Beschikbare weerstandscapaciteit

Voor de bepaling van de beschikbare weerstandscapaciteit wordt gerekend met de volgende bestanddelen:

  • de algemene reserve;
  • de bestemmingsreserves die zijn gevormd om een specifiek financieel risico af te dekken (kortweg aangeduid als: de risicoreserves);
  • de wettelijk verplichte stelpost voor onvoorziene lasten (kortweg aangeduid als: stelpost onvoorzien).

Dit sluit aan bij het primaire doel van het weerstandsvermogen: het opvangen van plotselinge, niet begrote financiële tegenvallers, zonder dat er direct moet worden bezuinigd. Stille reserves lenen zich in de praktijk niet of nauwelijks voor het opvangen van plotselinge financiële tegenvallers, omdat ze niet per direct gerealiseerd kunnen worden. En het aanwenden van bestemmingsreserves, die voor een specifiek doel worden aangehouden, moet de facto worden opgevat als een bezuiniging.

Beschikbare weerstandscapaciteit (bedragen x € 1 mln, balansstanden ultimo jaar) Rekening 2022 Rekening 2023 Begroting 2024 Rekening 2024
Kredietrisicoreserve 19 20 20 20
Bestemmingsreserve BUIG  19 31 26 29
Bestemmingsreserve Decentralisatie AWBZ 1 0 0 0
Bestemmingsreserve Tweedelijns Wmo en Jeugdhulp 58 22 0 0
Risicoreserves 98 72 45 49
Algemene reserve 176 42 107 95
Stelpost onvoorzien 1 0 1 1
         
Beschikbare weerstandscapaciteit* 274 114 153 145
* Er kan sprake zijn van een afrondingsverschil

 

Weerstandsvermogen

Conform coalitieakkoord wordt gestuurd op een weerstandsvermogen van minimaal 1,0, passend bij de financiële risico's die de gemeente loopt. Met andere woorden: de beschikbare weerstandscapaciteit zou tenminste gelijk moeten zijn aan de benodigde weerstandscapaciteit.

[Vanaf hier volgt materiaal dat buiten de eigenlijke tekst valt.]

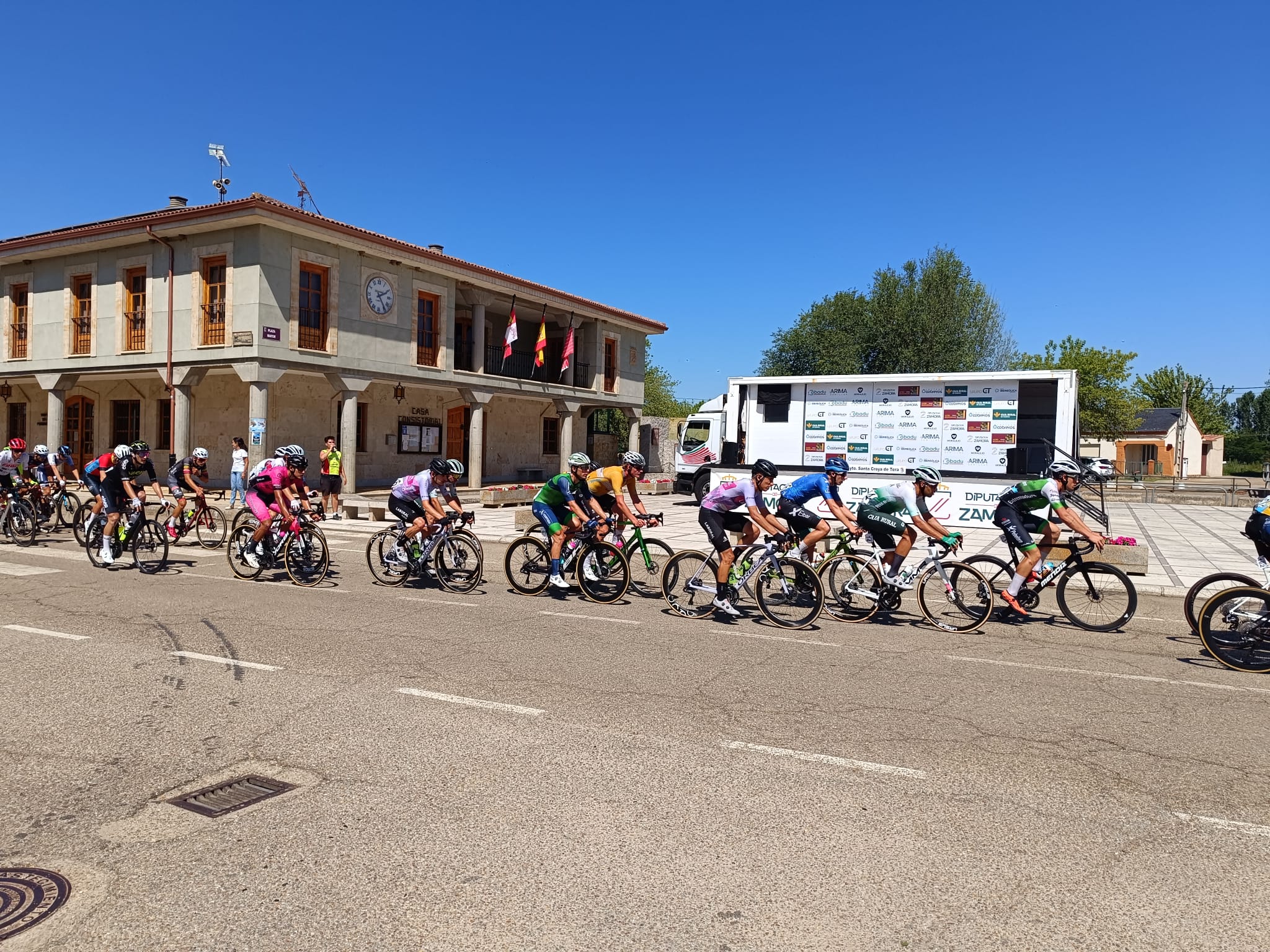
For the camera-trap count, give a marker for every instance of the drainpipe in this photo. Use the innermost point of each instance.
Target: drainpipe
(172, 391)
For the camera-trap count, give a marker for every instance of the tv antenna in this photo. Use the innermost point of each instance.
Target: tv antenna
(220, 183)
(304, 193)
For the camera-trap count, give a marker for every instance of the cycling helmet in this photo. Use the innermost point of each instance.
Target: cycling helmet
(765, 467)
(1064, 467)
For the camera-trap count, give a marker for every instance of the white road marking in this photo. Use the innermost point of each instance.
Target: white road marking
(1250, 828)
(825, 759)
(16, 569)
(233, 662)
(45, 631)
(593, 617)
(473, 702)
(1109, 674)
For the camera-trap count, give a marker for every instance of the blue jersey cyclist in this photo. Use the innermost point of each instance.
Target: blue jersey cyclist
(559, 506)
(804, 522)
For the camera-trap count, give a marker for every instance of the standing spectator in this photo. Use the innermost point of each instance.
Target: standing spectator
(331, 479)
(238, 472)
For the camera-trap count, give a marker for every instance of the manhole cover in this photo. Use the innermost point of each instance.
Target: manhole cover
(223, 799)
(27, 896)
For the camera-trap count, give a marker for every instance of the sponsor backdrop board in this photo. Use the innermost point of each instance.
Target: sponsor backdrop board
(890, 428)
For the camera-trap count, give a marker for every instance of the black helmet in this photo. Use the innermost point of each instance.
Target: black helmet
(765, 467)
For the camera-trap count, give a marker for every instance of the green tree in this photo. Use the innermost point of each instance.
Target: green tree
(1206, 403)
(931, 316)
(1109, 408)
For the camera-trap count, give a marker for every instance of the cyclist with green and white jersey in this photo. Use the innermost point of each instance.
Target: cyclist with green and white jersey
(1016, 516)
(559, 507)
(882, 516)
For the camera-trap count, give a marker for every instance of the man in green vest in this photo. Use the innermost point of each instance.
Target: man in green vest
(331, 479)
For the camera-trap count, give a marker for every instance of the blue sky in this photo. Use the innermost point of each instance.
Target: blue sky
(1103, 168)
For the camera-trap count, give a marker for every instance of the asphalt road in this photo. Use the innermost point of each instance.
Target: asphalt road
(643, 782)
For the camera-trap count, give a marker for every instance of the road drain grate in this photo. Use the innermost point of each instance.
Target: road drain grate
(223, 799)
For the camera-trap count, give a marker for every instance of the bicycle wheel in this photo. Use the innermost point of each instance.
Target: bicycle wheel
(962, 606)
(689, 583)
(458, 562)
(1199, 593)
(647, 571)
(239, 540)
(149, 546)
(527, 565)
(602, 573)
(1235, 627)
(1101, 597)
(210, 527)
(306, 558)
(855, 586)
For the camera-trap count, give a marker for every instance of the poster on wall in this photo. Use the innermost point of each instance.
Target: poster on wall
(890, 428)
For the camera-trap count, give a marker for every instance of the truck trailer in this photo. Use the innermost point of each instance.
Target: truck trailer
(985, 432)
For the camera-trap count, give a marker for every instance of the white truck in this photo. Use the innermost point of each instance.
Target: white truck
(984, 432)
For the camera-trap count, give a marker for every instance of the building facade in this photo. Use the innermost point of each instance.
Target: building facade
(281, 327)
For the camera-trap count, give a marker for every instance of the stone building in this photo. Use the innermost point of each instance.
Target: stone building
(282, 327)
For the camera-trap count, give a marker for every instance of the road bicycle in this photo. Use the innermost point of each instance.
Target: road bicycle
(451, 553)
(600, 568)
(1093, 596)
(145, 540)
(950, 594)
(294, 540)
(788, 591)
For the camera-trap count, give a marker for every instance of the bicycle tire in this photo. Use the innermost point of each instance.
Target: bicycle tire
(149, 546)
(957, 610)
(1197, 597)
(1241, 643)
(793, 597)
(238, 541)
(678, 573)
(459, 563)
(306, 558)
(1091, 571)
(647, 575)
(210, 527)
(527, 565)
(855, 586)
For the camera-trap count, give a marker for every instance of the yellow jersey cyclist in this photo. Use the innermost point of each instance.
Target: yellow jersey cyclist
(718, 519)
(606, 487)
(882, 514)
(559, 507)
(1016, 517)
(812, 527)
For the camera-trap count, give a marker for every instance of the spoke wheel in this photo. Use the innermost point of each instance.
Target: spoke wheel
(1208, 587)
(647, 574)
(210, 527)
(527, 565)
(790, 593)
(964, 607)
(149, 546)
(1235, 627)
(682, 575)
(239, 540)
(602, 573)
(458, 562)
(1096, 597)
(306, 558)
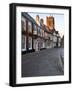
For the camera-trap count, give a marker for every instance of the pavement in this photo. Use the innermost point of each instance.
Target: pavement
(43, 63)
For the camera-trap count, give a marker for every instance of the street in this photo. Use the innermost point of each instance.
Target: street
(46, 62)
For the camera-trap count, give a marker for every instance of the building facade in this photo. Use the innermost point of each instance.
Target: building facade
(35, 35)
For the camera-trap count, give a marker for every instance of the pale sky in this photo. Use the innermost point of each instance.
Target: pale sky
(59, 20)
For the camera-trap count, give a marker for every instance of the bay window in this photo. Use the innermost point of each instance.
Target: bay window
(29, 26)
(35, 29)
(30, 42)
(23, 43)
(23, 24)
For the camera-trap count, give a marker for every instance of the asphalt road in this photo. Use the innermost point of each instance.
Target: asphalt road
(43, 63)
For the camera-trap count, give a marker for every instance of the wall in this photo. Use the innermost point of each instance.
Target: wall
(4, 45)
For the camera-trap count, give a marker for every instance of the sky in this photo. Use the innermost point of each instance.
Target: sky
(59, 20)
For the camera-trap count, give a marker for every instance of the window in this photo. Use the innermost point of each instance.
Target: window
(30, 42)
(29, 26)
(23, 43)
(23, 23)
(38, 31)
(35, 29)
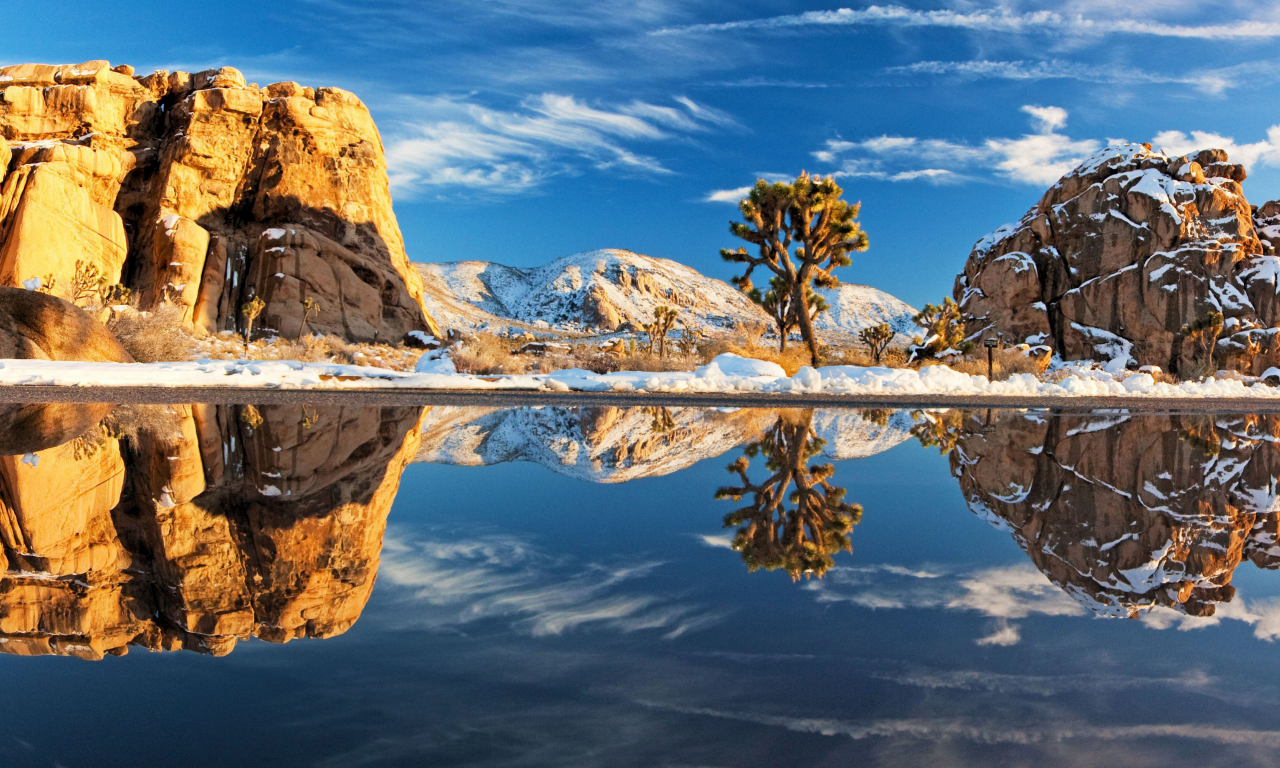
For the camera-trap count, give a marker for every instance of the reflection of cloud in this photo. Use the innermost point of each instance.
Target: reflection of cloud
(499, 577)
(1002, 593)
(1264, 616)
(992, 21)
(983, 731)
(723, 542)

De daling in de benodigde weerstandscapaciteit is toe te wijden aan het besluit om met ingang van 2024 geen weerstandscapaciteit meer aan te houden voor de risico's die zich niet laten kwantificeren. Daarnaast komt de daling door de nieuwe inschatting van de kans op het voordoen van het risico rondom de BUIG (van 25% naar 10%). 

Weerstandsvermogen (bedragen x € 1 mln, balansstanden ultimo jaar)

Rekening 2022 Rekening 2023 Begroting 2024 Rekening 2024
Beschikbare weerstandscapaciteit 274 114 153 145
Benodigde weerstandscapaciteit 182 182 88 88
Weerstandsvermogen 1,51 0,63 1,74 1,65
Norm gemeente Rotterdam Coalitieakkoord 2022-2026: minimaal 1,0

 

Wettelijk voorgeschreven kengetallen

Onderstaand worden uitsluitend de financiële kengetallen weergegeven die op grond van het Besluit Begroting en Verantwoording moeten worden vermeld in de paragraaf Weerstandsvermogen en risicobeheersing. Het complete overzicht van alle door de gemeente Rotterdam gehanteerde financiële kengetallen, inclusief toelichting, is terug te vinden in het onderdeel Financiële Kengetallen.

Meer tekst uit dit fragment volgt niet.